The trustee will be looking at the total amount your plan has to pay over the life of the plan and comparing it to your projected income on schedules I and J. Does it look like you can pay your current living expenses and the amount required by the plan? If you propose to increase plan payments in future months, is there reason to think you will have the money to do that?
If not, your plan may not be feasible. If it’s not feasible, it doesn’t get confirmed.
Mortgage creditor fights back
Even if the secured creditor doesn’t challenge feasibility or good faith, both required for confirmation, the secured creditor has another, less direct weapon.
When you file bankruptcy, the secured creditor gets to claim not only the missed mortgage payments, but any money the lender has advanced for taxes or insurance. And, they may have an escrow shortage projected for the current year’s payments.

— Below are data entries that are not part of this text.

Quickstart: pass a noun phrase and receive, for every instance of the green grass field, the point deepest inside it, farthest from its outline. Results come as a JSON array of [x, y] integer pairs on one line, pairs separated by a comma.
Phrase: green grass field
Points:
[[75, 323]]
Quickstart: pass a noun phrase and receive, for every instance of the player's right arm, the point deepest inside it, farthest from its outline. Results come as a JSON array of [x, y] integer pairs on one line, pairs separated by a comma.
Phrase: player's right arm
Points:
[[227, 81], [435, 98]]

That’s not to mention foreclosure costs and other fees.
So the lender’s claim may be larger than you expected.
The beauty of Chapter 13 is that the lender has to make full disclosure of those claims and you get to challenge whether the accounting is correct. You can also challenge whether the fees sought are really allowed by the mortgage.
Mortgage check up at plan’s end
New bankruptcy rules work to make sure that you emerge from Chapter 13 fully current on your home loan.

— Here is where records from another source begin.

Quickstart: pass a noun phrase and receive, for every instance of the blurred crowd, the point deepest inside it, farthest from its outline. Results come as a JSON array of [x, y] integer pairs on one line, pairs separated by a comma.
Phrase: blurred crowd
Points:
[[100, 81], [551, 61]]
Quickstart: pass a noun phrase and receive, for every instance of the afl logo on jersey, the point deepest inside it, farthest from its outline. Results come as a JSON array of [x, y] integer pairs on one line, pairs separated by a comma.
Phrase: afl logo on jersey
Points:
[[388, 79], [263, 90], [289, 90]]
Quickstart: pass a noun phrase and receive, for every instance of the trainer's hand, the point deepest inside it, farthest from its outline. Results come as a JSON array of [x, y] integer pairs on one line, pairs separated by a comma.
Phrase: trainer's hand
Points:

Bankruptcy Rule 3002.1 requires a lender secured by a principal residence to give notice to the court, the trustee and the homeowner of payment changes that occur during the case.
Also, if the required escrow payment changes, or any fees get added to the loan during the case, the lender has to file a notice describing the change.
And the homeowner can challenge changes or additions to the debt. If it doesn’t get sorted out, a judge will look at the situation and make a ruling.
After the last payment to the plan, if the lender contends you aren’t fully current on the loan, it has to file a detailed accounting showing how much it claims is unpaid. That accounting is subject to challenge.
Debtor’s rights after 13 is over
One of the few good things included in the 2005 amendments to the Bankruptcy Code, in my opinion, are the provisions that make it a violation of the debtor’s discharge to improperly credit payments made pursuant to a Chapter 13 plan.
All too often, the lender or mortgage servicer either has two sets of books on a loan, or the entries it has made for payments during the plan get altered after the Chapter 13 is over.
Bingo, the lender now claims the borrower is in default, and foreclosure looms.
The bankruptcy court is now a forum for challenging those contentions and getting redress, including the borrower’s attorneys fees to make it happen.
Chapter 13 saves houses
The power of Chapter 13 goes far beyond the automatic stay in giving homeowners a chance to keep their homes.
Not only does it get the homeowner some law to counter balance the endless rights of the lender in the loan documents, it gives the homeowner a referee in the form of a bankruptcy judge who can resolve disputes.
Because bankruptcy judges over the last decade have seen some much of the mortgage meltdown and the deterioration of mortgage servicing up close, they are familiar with the problems and less and less tolerant of lender abuses.
Chapter 13 can be a struggling homeowner’s lucky number.